Preguntas Frecuentes sobre Cultivo de Microorganismos
¿Cuál es la diferencia entre un cultivo axénico y un cultivo mixto?
Un cultivo axénico o puro contiene un solo tipo de microorganismo, derivado generalmente de una sola célula. Por otro lado, un cultivo mixto es una población que contiene múltiples especies de microorganismos, como se encuentran comúnmente en la naturaleza.
¿Por qué es importante trabajar en condiciones asépticas durante la siembra de microorganismos?
Trabajar en condiciones asépticas es fundamental para prevenir la contaminación de los cultivos con microorganismos no deseados del ambiente.

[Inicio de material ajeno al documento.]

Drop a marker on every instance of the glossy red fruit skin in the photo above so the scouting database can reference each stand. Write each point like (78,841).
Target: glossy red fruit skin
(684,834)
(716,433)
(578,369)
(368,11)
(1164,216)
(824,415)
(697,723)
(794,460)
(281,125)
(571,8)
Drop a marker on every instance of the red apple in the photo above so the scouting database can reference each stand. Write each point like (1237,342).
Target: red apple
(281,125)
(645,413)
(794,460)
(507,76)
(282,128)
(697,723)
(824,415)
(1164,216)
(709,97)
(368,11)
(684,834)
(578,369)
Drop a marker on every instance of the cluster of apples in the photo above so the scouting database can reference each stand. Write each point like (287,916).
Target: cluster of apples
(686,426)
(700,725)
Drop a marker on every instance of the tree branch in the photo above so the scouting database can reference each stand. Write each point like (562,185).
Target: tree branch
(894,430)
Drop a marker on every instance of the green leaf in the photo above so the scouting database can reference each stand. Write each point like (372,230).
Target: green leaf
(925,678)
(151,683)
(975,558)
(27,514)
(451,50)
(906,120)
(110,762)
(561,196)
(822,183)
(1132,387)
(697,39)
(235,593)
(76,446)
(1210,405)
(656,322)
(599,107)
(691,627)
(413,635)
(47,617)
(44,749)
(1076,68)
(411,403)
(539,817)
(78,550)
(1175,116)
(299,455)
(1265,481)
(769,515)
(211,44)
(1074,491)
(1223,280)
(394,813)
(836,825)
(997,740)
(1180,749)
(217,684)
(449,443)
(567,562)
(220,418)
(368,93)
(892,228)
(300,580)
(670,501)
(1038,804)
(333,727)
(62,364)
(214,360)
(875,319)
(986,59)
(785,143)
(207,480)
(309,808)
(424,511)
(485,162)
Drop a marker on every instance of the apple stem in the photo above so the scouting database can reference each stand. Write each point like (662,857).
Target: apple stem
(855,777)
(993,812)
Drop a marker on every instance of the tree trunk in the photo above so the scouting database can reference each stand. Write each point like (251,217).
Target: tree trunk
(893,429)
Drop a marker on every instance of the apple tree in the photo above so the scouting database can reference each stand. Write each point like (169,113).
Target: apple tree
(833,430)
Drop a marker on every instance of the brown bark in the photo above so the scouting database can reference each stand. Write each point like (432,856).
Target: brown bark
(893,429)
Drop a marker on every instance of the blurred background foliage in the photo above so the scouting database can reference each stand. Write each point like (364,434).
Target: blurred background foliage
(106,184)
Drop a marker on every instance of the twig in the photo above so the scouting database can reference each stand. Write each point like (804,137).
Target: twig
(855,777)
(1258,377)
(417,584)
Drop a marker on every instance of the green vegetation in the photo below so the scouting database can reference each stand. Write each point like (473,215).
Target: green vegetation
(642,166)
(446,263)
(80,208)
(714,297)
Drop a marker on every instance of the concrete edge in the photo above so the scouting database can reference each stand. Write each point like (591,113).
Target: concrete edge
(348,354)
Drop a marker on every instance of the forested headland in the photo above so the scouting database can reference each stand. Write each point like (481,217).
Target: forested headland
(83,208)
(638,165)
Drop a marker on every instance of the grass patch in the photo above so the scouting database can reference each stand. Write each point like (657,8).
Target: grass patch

Esto asegura que los resultados obtenidos sean precisos y representativos del microorganismo en estudio, evitando falsos positivos o negativos que podrían invalidar la investigación.
¿Qué instrumentos se utilizan para sembrar microorganismos en medios sólidos y líquidos?

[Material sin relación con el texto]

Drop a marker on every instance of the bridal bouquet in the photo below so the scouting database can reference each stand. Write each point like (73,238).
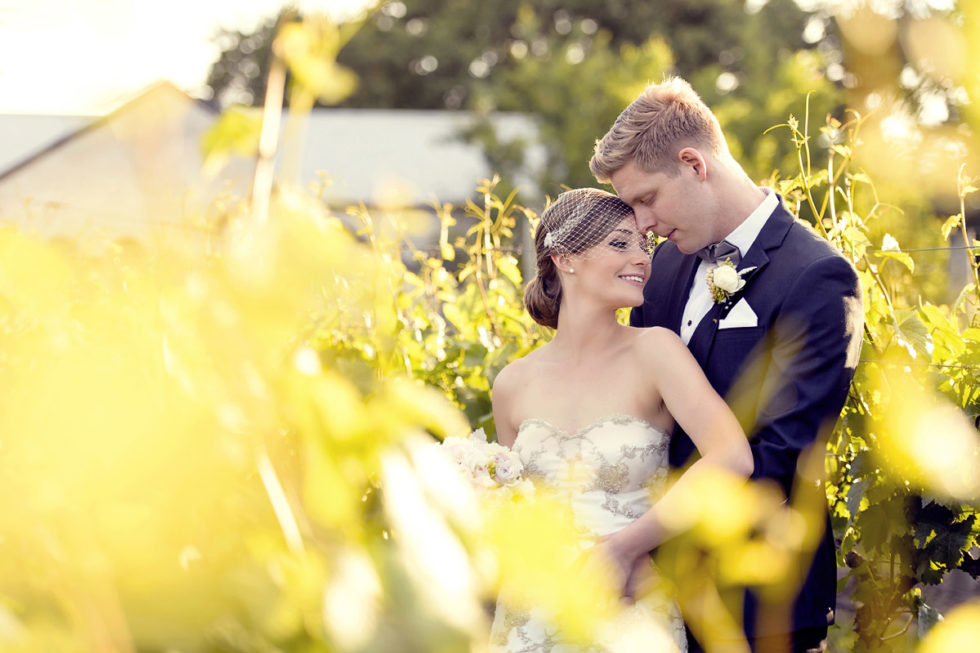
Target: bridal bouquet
(489,467)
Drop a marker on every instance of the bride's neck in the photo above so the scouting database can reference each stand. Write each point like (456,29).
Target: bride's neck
(581,334)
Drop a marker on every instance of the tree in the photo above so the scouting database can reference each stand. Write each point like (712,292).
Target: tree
(572,63)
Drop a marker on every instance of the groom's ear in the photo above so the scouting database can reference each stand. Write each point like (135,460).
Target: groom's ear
(691,160)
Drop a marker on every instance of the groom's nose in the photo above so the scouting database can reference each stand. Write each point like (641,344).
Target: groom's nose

Para medios sólidos se utilizan comúnmente ansas (de ojal o recta), hisopos y espátulas de Drigalsky. Para medios líquidos, se emplean ansas (de ojal o aguja), pipetas graduadas, micropipetas o pipetas Pasteur. La elección depende de la técnica y el volumen de inóculo requerido.
¿Cómo se interpreta la movilidad bacteriana en un medio semisólido?
La movilidad bacteriana en un medio semisólido se observa por un desarrollo microbiano difuso a lo largo de todo el medio o en gran parte de él, más allá del punto de la picadura inicial. Si el microorganismo es inmóvil, el desarrollo se limita estrictamente al lugar donde se realizó la punción con el ansa aguja.
¿Qué factores son cruciales para la incubación adecuada de los cultivos?
Los factores cruciales para la incubación incluyen la temperatura óptima (generalmente 35-37°C para bacterias, 28-30°C para hongos), la atmósfera de incubación (ambiente, CO2, microaerófila o anaerobia, según los requerimientos de oxígeno del microorganismo) y el tiempo de incubación (que varía desde 18-24 horas hasta varias semanas para cultivos específicos como micobacterias).